Another horn blow brought Lucas back to reality. He dabbed his face with a Nomadix towel and reapplied a zinc-based sunscreen to his face and shoulders. He also wiped the sweat forming around his palms as he reached into his Dakine backpack and peeled back a ripe apple banana. Even though he felt a little uneasy in his stomach, he knew he’d need the energy. Throwing the peel inside his bag, he reached back in for his surf wax and applied more to the board. Any feelings of nervousness faded for a moment as he glanced at the sticker affixed to the upper right-hand side of his board. His mom had given it to him and it reminded him to keep moving forward. It was a rooster wearing Yoda’s robes. Text circling the rooster read, “Cockle-doodle-DO... there is no try — Ho’okipa, Maui.” The sticker is funnier to those familiar with Maui being overrun with free-range chickens. Seriously, you can’t even go to Costco without opening your door to a rooster’s crow!
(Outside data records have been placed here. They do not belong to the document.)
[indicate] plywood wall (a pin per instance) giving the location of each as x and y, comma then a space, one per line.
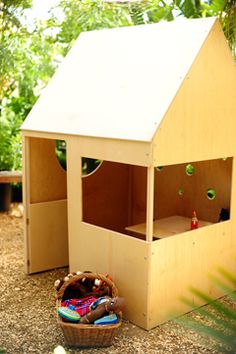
200, 123
106, 196
168, 201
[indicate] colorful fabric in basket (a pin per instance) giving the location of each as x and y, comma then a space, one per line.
81, 306
109, 319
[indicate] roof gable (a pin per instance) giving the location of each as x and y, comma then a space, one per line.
119, 83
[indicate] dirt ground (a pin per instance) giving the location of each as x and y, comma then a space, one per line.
28, 316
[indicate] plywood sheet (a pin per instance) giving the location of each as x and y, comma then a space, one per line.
125, 258
126, 91
47, 179
200, 124
167, 226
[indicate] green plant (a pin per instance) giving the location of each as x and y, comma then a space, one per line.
216, 320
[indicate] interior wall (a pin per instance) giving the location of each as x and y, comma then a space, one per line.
168, 201
47, 177
106, 196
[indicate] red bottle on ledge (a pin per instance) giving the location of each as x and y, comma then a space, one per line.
194, 221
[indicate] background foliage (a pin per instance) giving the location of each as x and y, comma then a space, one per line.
29, 55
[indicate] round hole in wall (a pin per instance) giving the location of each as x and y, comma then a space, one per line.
60, 150
211, 193
90, 165
189, 169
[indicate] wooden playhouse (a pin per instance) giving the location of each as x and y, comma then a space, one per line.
155, 105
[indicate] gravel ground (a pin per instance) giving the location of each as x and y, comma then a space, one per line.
28, 316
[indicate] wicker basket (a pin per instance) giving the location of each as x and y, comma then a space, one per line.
87, 335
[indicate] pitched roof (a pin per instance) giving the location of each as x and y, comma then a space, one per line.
118, 83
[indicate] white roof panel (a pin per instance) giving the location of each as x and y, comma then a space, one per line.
118, 83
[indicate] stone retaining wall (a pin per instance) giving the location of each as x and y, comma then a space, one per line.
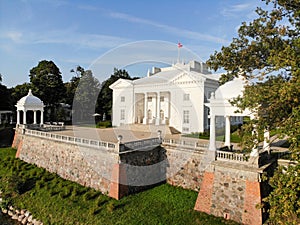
184, 167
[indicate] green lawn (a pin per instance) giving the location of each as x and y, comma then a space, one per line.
54, 200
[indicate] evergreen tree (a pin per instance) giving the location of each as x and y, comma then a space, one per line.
267, 53
47, 84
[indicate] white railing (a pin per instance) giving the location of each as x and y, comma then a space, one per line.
184, 143
74, 140
231, 156
140, 144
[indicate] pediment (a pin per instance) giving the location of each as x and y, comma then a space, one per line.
186, 78
121, 83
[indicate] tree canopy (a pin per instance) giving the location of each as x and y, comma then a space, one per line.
267, 53
47, 83
105, 95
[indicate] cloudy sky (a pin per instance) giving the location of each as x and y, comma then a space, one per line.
80, 32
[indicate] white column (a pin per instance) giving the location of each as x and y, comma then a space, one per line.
18, 117
42, 117
24, 117
34, 117
266, 146
227, 131
145, 109
212, 133
157, 122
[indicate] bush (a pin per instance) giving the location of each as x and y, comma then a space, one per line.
104, 124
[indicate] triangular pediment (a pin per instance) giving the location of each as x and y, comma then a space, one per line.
186, 77
121, 83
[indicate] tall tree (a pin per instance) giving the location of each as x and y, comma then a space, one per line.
47, 84
85, 98
71, 86
267, 52
5, 97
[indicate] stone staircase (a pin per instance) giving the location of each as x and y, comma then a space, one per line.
150, 128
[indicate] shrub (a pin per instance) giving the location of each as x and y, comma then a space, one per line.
104, 124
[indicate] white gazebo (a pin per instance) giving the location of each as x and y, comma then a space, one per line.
219, 104
30, 103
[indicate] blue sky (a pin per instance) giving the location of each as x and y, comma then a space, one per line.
79, 32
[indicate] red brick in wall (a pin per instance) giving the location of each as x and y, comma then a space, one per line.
251, 214
118, 187
203, 202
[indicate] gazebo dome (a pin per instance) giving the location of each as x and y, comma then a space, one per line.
231, 89
30, 100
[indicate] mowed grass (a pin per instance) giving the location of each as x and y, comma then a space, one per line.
54, 200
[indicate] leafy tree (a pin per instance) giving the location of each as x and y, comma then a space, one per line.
5, 97
47, 84
71, 86
19, 91
266, 52
105, 96
85, 98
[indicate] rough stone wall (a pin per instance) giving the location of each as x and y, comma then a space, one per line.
144, 169
228, 193
231, 191
86, 166
183, 168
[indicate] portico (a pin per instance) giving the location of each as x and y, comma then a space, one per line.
153, 107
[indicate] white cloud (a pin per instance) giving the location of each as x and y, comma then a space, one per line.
67, 37
15, 36
236, 10
169, 29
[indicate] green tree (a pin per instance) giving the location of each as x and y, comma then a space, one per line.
47, 84
105, 96
85, 98
5, 97
71, 86
19, 91
267, 53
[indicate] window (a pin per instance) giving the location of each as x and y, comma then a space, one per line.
186, 116
185, 129
186, 97
149, 114
161, 114
122, 114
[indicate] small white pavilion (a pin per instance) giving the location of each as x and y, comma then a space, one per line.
219, 104
30, 103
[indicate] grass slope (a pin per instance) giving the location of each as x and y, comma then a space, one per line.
54, 200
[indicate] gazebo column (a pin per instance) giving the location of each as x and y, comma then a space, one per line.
145, 109
212, 133
266, 146
157, 122
42, 117
227, 131
254, 151
34, 117
24, 117
18, 117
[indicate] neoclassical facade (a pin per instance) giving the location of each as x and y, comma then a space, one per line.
173, 96
30, 103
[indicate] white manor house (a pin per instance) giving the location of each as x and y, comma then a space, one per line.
173, 96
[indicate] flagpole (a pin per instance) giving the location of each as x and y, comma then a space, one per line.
178, 52
179, 45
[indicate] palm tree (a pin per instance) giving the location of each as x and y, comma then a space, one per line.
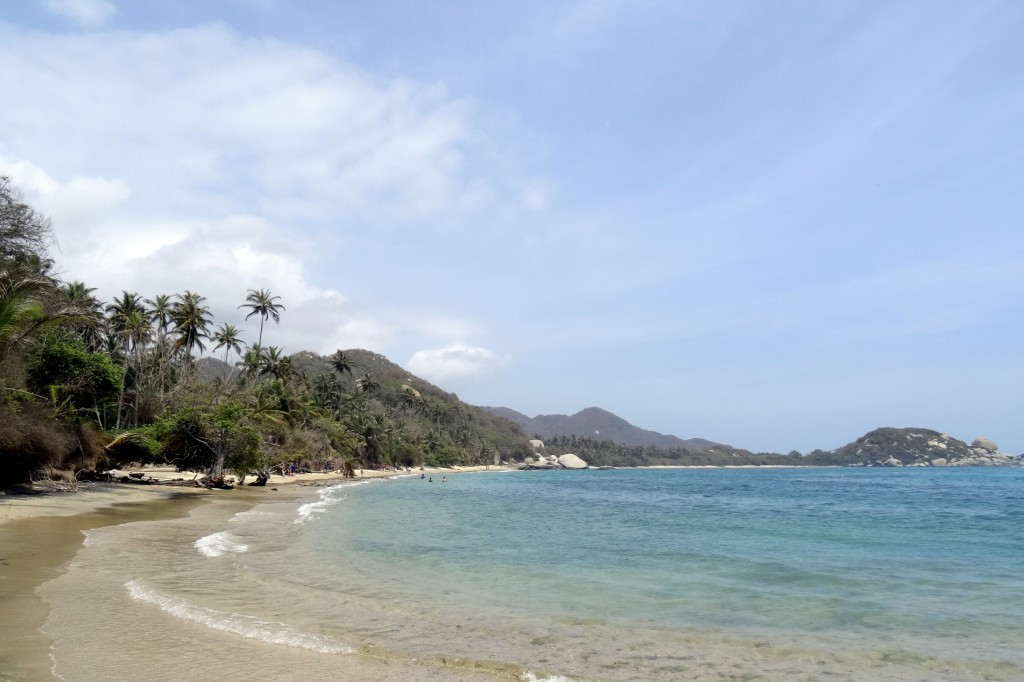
120, 310
262, 303
250, 361
160, 311
135, 333
226, 337
192, 324
273, 361
88, 312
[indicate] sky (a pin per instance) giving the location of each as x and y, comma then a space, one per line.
772, 224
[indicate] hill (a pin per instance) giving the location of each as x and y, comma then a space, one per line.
599, 425
915, 446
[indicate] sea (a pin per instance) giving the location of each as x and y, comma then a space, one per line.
760, 573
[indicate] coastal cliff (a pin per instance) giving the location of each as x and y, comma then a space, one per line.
915, 446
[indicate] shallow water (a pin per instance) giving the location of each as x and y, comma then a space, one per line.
627, 574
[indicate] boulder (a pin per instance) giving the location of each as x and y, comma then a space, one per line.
984, 443
571, 462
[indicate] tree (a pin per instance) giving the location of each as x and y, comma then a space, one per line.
136, 332
25, 235
120, 310
272, 361
192, 324
161, 307
211, 440
342, 363
67, 372
227, 337
88, 313
22, 310
262, 303
368, 384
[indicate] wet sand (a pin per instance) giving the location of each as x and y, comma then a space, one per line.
41, 533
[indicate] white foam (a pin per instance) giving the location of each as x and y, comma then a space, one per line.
328, 498
218, 544
252, 513
529, 677
244, 626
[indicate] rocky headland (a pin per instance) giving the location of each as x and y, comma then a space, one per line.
923, 448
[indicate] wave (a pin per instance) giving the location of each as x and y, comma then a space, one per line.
218, 544
244, 626
328, 498
252, 513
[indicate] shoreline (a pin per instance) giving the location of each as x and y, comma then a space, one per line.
41, 531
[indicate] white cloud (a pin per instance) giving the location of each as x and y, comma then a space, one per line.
536, 196
201, 160
456, 361
88, 13
206, 120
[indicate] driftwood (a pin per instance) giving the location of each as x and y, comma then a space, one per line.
215, 481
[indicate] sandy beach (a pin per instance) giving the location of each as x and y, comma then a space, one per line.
42, 530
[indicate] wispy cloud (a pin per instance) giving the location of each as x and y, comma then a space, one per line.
457, 361
87, 13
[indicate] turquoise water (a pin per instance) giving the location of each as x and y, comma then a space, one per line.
624, 574
930, 558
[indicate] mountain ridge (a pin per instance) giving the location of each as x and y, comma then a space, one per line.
600, 425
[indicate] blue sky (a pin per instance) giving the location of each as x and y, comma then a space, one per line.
777, 225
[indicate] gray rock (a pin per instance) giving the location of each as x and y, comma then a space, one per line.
982, 441
571, 462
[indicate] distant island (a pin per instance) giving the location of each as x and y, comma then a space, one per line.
88, 385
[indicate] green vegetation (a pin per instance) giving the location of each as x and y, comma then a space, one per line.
606, 453
87, 384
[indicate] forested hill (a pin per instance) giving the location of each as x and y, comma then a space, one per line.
599, 425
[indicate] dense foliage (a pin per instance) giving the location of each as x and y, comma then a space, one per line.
89, 384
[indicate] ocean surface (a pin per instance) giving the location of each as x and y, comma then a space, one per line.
622, 574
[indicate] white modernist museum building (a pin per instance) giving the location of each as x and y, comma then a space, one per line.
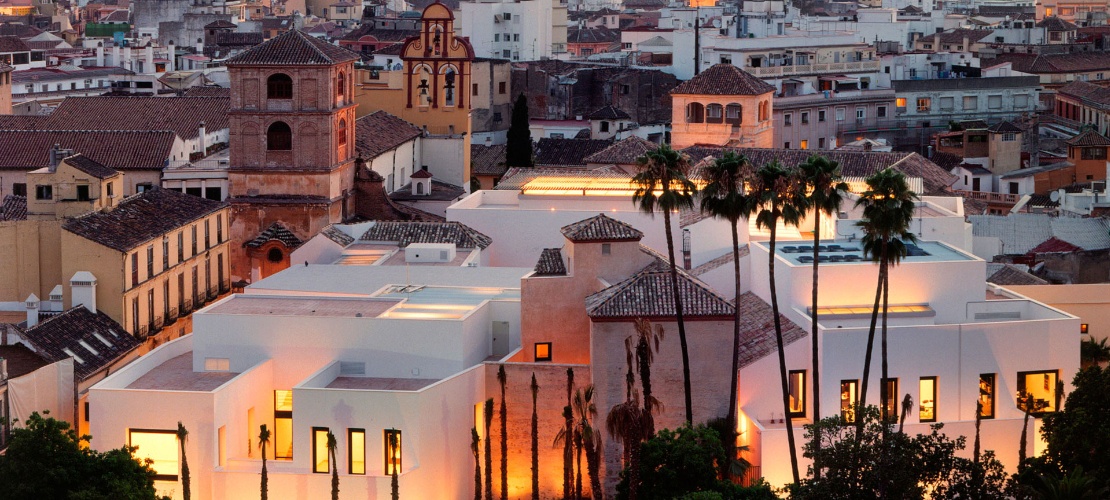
365, 349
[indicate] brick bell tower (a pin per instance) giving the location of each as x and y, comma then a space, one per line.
292, 148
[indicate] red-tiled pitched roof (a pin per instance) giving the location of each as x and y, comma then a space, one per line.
181, 115
724, 80
293, 48
141, 218
121, 150
601, 228
380, 131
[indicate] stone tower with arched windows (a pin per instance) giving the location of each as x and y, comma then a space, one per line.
292, 148
722, 106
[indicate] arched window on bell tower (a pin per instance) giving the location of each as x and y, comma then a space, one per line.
279, 137
279, 86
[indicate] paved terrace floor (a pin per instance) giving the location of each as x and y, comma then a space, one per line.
178, 375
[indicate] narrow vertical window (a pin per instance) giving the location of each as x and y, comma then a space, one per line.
927, 396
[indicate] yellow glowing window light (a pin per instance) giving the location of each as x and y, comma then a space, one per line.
320, 456
579, 186
392, 451
356, 448
160, 447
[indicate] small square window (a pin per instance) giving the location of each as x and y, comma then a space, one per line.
543, 351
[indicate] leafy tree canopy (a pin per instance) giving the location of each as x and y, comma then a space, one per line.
46, 459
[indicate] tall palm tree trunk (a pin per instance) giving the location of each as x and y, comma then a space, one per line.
682, 325
730, 445
813, 338
781, 358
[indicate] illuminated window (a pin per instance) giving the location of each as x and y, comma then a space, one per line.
392, 447
1038, 387
890, 406
543, 351
356, 451
927, 409
320, 457
987, 396
161, 447
849, 397
797, 385
283, 425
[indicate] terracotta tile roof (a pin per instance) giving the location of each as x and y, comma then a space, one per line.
757, 329
624, 152
88, 166
141, 218
1089, 138
487, 160
293, 48
332, 233
405, 232
1009, 275
601, 228
1055, 23
608, 112
275, 231
121, 150
13, 45
1087, 91
567, 151
551, 262
853, 163
648, 293
21, 360
724, 80
181, 115
13, 208
74, 329
380, 131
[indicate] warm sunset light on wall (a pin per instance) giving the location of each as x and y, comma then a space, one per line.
576, 186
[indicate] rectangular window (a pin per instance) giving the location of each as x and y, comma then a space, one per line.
283, 425
890, 406
356, 451
927, 396
849, 397
987, 396
1038, 388
797, 387
392, 448
320, 457
161, 447
543, 351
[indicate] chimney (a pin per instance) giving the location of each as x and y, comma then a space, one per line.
83, 290
32, 310
172, 56
201, 136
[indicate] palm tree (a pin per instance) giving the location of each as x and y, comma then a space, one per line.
477, 462
826, 191
663, 185
724, 197
646, 343
778, 198
888, 209
182, 435
263, 441
335, 466
535, 441
488, 420
504, 436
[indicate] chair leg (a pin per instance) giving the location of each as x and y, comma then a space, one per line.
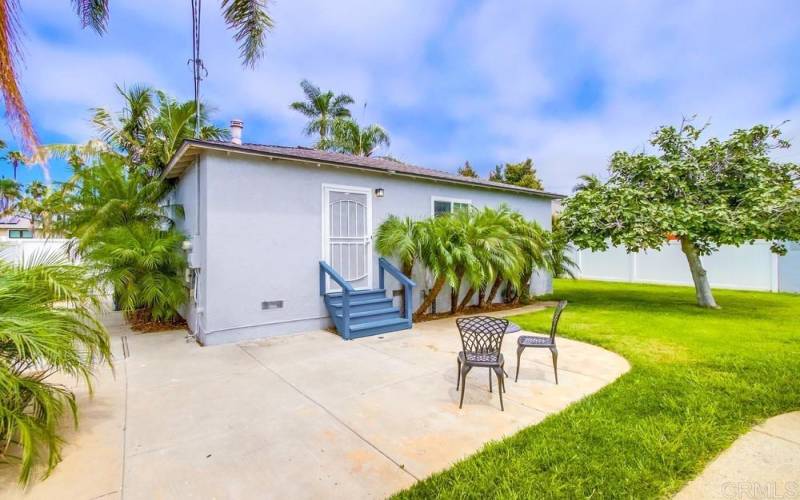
519, 357
499, 374
458, 373
464, 372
Another sound of the horn alerted the boys 13 and under to paddle out. Lucas zipped his bag, grabbed his board, and trotted to the entry point. He timed his launch with an outgoing swell; holding his board securely out in front; he pushed off from the sand and landed flat along his board. Floating on top, the receding water returned Lucas to the sea. He readjusted his body to bring his center of gravity toward his chest. This increased his balance and made paddling easier. After a few duck dives, Lucas was in position. He sat up and slicked his hair back. He gave one last look at the shore; the beach was full of on-lookers, or better yet, fans. Then he maneuvered his board parallel to the incoming swell and watch the rolling water, eagerly awaiting the starting horn.


The horn blew!


Who are some people, real or fiction, that you admire?

What is it specifically that you admire about them?

If you had these specific traits, strenghts, etc., how would you use them?